I was saying the large numbers didn’t make sense if you don’t have a large fleet of drives. Say you have ten servers, each with ten drives, and the MTBF is 100 million hours (yay, easy math!). That means that half your drives will have failed after 100k hours, or 11 years of use.
Some of the sites I have been looking at are saying that this number will increase significantly because 8 hours of daily use would give you about 33 years of use.
I think I like the annualized failure rate better, but I don’t think either really tell a great picture.
https://www.seagate.com/support/kb/hard-disk-drive-reliability-and-mtbf-afr-174791en/
https://ssdcentral.net/hddfail/
I would rather if the annualized rate were recalculated annually.

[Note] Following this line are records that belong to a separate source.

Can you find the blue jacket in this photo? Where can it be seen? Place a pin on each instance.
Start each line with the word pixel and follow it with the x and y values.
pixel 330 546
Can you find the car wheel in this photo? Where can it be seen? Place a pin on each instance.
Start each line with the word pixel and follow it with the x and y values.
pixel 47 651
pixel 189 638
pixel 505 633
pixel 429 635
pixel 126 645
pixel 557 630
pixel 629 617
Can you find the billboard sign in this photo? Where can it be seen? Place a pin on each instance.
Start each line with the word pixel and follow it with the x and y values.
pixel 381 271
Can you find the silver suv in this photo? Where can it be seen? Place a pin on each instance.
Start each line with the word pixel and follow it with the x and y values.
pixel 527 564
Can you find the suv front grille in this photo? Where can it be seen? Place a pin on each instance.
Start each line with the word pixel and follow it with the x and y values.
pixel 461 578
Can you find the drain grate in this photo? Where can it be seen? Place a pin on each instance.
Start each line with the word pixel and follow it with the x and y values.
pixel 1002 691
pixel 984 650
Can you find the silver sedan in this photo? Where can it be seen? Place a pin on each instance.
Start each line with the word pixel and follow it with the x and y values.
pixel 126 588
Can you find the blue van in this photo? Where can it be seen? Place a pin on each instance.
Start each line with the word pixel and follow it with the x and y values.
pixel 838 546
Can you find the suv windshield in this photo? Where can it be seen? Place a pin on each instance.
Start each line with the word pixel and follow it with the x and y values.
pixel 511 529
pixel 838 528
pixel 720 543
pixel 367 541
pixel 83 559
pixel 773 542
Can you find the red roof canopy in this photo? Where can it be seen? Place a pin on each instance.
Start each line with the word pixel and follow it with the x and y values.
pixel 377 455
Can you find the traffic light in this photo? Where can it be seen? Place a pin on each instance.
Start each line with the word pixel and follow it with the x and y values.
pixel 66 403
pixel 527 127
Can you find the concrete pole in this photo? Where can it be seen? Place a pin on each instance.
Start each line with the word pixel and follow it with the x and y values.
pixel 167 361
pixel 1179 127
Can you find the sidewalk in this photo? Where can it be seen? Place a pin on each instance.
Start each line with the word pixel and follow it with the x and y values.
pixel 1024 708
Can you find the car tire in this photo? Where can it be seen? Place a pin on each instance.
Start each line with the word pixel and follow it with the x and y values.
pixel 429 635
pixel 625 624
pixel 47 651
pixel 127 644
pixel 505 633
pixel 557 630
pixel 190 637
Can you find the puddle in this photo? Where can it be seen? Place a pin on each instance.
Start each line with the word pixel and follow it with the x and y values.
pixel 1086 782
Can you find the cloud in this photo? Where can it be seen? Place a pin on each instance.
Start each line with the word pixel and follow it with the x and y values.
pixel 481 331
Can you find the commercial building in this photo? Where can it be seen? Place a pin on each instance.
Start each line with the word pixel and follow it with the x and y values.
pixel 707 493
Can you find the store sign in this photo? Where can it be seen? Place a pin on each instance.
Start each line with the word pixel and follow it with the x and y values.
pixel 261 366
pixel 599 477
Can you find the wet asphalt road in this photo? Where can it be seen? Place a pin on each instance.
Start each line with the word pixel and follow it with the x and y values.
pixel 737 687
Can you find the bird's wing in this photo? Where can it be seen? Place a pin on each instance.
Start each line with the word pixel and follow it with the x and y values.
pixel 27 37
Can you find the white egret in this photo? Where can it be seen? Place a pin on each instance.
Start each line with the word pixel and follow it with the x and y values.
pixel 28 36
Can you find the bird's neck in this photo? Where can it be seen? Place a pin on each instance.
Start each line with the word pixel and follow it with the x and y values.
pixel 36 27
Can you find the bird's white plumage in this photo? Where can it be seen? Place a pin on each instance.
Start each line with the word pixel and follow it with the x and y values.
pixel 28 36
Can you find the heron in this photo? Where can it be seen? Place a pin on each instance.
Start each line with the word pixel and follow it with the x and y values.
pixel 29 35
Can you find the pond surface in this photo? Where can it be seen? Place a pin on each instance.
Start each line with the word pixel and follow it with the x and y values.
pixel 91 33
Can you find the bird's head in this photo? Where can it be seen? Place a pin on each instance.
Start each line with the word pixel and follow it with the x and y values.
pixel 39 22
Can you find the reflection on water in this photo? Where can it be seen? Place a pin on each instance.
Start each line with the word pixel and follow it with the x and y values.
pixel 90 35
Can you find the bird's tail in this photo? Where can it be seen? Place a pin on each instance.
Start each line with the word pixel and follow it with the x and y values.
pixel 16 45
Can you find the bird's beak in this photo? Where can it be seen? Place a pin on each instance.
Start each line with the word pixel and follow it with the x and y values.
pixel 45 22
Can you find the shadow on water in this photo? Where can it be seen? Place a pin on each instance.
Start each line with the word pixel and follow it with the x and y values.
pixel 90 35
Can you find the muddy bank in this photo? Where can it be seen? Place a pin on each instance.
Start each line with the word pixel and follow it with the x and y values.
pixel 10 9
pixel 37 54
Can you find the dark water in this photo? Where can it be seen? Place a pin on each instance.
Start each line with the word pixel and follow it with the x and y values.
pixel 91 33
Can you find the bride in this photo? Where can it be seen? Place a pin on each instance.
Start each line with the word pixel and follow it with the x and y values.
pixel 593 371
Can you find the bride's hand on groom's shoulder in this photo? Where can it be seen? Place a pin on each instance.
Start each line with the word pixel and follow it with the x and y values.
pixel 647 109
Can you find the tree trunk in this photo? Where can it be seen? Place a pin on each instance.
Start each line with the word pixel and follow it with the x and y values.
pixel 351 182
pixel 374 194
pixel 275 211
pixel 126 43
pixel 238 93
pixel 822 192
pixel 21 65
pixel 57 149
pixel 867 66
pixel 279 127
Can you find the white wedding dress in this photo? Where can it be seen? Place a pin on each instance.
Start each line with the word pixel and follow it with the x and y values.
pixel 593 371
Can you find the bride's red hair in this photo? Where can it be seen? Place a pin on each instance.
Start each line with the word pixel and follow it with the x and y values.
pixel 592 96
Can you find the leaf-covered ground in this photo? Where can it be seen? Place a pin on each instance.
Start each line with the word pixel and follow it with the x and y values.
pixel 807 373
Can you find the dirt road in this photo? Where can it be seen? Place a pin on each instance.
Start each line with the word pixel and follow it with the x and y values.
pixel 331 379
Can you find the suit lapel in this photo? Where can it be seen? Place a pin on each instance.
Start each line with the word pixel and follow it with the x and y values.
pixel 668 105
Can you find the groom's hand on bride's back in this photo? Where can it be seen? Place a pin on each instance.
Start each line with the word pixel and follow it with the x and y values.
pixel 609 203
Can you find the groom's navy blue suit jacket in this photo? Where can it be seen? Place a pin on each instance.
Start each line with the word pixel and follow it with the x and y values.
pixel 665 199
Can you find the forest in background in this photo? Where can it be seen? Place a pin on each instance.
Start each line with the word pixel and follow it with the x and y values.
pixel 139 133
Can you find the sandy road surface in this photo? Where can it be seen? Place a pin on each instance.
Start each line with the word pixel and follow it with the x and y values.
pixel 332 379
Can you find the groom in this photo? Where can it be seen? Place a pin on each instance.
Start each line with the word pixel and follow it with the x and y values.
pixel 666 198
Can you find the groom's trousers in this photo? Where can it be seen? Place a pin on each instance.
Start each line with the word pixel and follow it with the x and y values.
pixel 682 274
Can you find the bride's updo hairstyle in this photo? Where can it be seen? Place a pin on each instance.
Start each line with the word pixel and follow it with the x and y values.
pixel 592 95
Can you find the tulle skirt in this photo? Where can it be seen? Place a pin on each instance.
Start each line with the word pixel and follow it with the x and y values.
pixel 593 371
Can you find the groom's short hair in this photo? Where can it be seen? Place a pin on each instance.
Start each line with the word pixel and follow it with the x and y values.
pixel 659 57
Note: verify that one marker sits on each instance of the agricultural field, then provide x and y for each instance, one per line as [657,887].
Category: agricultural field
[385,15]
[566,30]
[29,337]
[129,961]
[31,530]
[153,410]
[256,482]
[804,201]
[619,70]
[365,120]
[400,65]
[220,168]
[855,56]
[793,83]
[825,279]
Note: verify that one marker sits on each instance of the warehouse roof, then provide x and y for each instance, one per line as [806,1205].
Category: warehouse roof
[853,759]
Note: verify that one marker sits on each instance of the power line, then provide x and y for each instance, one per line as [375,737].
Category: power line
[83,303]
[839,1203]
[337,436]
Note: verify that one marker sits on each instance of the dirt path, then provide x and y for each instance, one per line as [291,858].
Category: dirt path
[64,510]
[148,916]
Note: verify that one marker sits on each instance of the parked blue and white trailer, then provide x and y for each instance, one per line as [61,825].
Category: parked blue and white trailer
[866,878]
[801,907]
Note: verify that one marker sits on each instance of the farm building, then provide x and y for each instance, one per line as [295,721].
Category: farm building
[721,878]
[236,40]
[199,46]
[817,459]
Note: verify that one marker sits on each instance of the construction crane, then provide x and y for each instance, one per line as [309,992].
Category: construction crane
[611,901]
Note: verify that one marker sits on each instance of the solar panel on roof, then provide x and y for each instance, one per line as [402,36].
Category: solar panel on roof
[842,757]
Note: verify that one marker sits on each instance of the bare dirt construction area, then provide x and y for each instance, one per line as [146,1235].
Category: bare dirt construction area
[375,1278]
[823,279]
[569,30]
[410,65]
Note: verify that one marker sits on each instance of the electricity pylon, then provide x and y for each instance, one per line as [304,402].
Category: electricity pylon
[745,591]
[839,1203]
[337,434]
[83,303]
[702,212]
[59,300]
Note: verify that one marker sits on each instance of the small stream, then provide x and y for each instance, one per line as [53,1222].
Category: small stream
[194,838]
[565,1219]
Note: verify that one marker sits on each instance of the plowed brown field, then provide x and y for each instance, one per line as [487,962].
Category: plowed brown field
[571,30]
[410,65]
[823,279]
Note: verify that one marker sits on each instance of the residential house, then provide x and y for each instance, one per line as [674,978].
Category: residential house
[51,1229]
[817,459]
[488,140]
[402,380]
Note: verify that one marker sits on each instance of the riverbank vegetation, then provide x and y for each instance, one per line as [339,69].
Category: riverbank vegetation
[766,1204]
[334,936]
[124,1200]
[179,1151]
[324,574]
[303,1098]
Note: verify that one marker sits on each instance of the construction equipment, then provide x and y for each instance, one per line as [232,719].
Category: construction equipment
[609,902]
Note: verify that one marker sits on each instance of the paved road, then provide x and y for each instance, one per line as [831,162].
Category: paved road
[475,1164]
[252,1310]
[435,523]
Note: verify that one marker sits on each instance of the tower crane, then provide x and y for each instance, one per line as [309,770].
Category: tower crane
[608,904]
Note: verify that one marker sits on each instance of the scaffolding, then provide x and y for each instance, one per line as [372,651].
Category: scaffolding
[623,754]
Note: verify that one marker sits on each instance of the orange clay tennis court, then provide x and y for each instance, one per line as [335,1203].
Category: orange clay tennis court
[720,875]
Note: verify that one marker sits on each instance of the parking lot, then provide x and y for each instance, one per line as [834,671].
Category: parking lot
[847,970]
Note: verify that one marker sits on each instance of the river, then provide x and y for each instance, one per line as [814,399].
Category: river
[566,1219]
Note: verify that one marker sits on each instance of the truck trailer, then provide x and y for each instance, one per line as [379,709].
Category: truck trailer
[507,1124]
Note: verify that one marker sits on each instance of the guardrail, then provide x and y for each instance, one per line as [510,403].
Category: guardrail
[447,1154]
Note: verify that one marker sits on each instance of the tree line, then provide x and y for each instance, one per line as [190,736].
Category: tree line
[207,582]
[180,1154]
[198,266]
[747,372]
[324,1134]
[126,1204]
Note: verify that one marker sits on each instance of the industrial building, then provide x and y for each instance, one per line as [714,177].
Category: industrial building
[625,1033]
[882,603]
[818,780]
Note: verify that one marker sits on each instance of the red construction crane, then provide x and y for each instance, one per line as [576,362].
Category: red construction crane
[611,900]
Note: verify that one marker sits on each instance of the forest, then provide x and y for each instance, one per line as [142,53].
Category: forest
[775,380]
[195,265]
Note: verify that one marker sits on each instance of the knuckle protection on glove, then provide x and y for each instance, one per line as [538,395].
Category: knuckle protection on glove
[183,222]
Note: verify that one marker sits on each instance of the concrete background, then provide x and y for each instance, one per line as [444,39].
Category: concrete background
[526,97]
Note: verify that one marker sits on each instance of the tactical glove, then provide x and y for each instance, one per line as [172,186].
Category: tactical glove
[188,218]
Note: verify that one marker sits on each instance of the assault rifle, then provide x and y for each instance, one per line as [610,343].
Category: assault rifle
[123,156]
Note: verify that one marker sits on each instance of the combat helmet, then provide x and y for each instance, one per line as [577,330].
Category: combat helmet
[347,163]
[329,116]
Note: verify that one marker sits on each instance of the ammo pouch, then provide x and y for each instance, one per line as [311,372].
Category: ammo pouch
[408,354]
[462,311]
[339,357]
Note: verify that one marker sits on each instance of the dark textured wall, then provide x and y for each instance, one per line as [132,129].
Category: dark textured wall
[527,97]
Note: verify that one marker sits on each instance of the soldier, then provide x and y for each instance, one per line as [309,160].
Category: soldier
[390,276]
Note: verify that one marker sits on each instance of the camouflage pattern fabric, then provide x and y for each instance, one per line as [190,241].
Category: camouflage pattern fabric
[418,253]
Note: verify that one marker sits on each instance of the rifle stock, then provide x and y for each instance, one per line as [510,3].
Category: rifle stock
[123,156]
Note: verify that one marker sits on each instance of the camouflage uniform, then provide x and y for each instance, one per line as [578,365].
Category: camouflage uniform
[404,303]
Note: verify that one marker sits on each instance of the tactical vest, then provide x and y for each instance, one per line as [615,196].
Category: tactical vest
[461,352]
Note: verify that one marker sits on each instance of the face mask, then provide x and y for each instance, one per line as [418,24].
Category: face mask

Regarding the controllers, that has been nagging at me this whole conversation. Most SATA peripheral cards do not have heat sinks, but most SAS cards do. The SAS cards at least have a more rugged appearance.









I revived my second WAP today by soldering on a serial header and reloading the firmware. Sounds badass, but I broke it myself and then did a crap job trying to improvise and revive it the first time. I had to buy the correct tools before I could try again.
On the other hand, my SMB shares were mysteriously down this morning. Easy fix, but weird.